While black millennial men now spend more time with their children than other groups and more than previous generations, when they’re stressed, they may not have the time or money to seek therapy, Lenford said. There is also the fact of not having the chance to discover your own identity before having a child.
“You have this duality: ‘I have to be the provider,’” Lenford said. “I have to be the person I want to be, and I believe I am, and I presented myself as being, but I also kind of fall apart because I don’t really know where I’m going or how I’m really doing this.”
Significant challenges facing black men include economic, health care and educational disparities, as well as systemic racism and social injustice, according to the American Psychological Association. Additionally, deaths of despair – deaths from suicide, alcohol use and drug overdoses are now higher among blacks than whites.
Besides the disadvantages of living in a patriarchal society and having to take on the caregiving role as men in general, the black men in Carter’s group said they faced specific pressures: to act tough, already know how to do certain tasks, be strong, and not show emotion.
Some men were enticed to come to the meeting because another man told them to come. Others expressed stress, depression, or feeling like the world was falling apart. They expressed the adjustment that comes from feeling like they are losing their masculinity, lifestyle, and friendships due to the responsibilities of family life and parenting.
“If I can do anything, if I look back and look at their lives and see that they didn’t do this, that they didn’t speak out,” said one of the men, whose father and grandfather had a history of bipolar disorder. “They were crazy, and it took years, and then they got even crazier. And then something happened in their lives, something changed.”
Wayne Bennett, president of Mental Health is Wealth and a corporate wellness consultant and men’s life coach in Los Angeles, helps men develop healthier ways to express their emotions, whether in a professional or personal sense. He said the group serves as a safe space for men where they don’t have to wear masks. Its specific goal is to help men break generational cycles and promote emotional expression.

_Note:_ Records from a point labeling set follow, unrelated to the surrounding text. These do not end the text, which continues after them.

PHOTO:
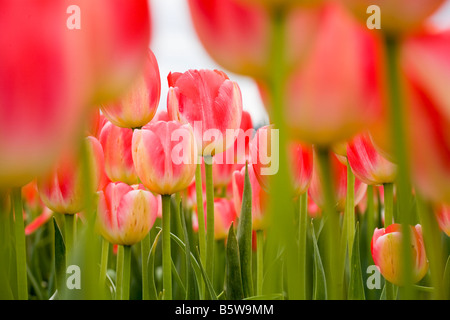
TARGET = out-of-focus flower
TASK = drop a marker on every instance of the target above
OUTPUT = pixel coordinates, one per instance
(206, 99)
(443, 217)
(138, 105)
(397, 16)
(367, 164)
(125, 213)
(63, 189)
(339, 181)
(164, 155)
(259, 197)
(116, 144)
(386, 250)
(237, 35)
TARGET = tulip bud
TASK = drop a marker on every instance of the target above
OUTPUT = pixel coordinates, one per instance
(116, 144)
(125, 213)
(367, 164)
(210, 102)
(63, 189)
(386, 250)
(164, 155)
(138, 105)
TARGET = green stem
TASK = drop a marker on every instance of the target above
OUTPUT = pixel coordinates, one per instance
(21, 253)
(209, 218)
(259, 262)
(331, 227)
(167, 258)
(388, 220)
(145, 252)
(398, 134)
(302, 236)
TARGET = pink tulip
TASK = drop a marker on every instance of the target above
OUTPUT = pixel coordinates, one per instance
(116, 144)
(339, 179)
(210, 102)
(164, 155)
(367, 164)
(386, 250)
(325, 105)
(443, 217)
(397, 16)
(63, 189)
(44, 88)
(125, 213)
(238, 35)
(138, 105)
(259, 197)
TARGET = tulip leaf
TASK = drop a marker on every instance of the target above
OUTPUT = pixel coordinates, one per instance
(356, 287)
(234, 290)
(320, 284)
(244, 237)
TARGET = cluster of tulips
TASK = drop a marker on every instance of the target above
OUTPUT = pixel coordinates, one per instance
(102, 196)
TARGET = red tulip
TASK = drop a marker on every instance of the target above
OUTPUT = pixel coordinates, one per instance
(116, 144)
(367, 164)
(164, 155)
(237, 35)
(210, 102)
(339, 177)
(259, 197)
(138, 105)
(63, 189)
(386, 250)
(125, 213)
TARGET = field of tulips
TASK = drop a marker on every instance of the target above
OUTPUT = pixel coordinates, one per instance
(111, 190)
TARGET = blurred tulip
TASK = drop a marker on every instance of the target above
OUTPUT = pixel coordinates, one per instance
(237, 35)
(397, 16)
(63, 189)
(138, 105)
(125, 213)
(386, 250)
(165, 164)
(259, 197)
(443, 218)
(339, 177)
(367, 164)
(206, 100)
(324, 105)
(116, 144)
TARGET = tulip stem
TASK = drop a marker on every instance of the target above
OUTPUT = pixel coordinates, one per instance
(167, 256)
(21, 254)
(302, 236)
(209, 218)
(259, 261)
(398, 134)
(331, 227)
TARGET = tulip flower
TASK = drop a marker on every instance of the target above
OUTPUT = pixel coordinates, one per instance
(367, 164)
(443, 217)
(339, 172)
(116, 144)
(259, 197)
(397, 16)
(386, 250)
(164, 155)
(138, 105)
(210, 102)
(237, 35)
(63, 189)
(125, 213)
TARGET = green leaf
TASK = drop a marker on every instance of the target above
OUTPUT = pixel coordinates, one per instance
(320, 283)
(234, 289)
(356, 287)
(244, 237)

“A lot of men say they’re depressed or that they didn’t have any type of leadership growing up and that they just have to fend for themselves,” Bennett, 41, said. “A lot of men may have never been to therapy before, so this is a great gateway to getting into therapy.”
In Los Angeles, an area that has a unique history of police brutality, gangs, and mass incarceration – all disproportionately affecting black men, they must wear a guard. Bennett said he has spoken to black men and they expect their interaction to be transactional, career-oriented or aggressive. There is a lack of trust that men need to build among themselves in Los Angeles, he added.
Carter started the group in 2022 as a preventative measure to encourage black men like himself to consider counseling and therapy. He said talking to other black men also healed him.
“I just wanted it to be a space where they could kind of shed, not only shed, but celebrate their victories,” he said. “I want this space so people and our brothers can get their flowers.”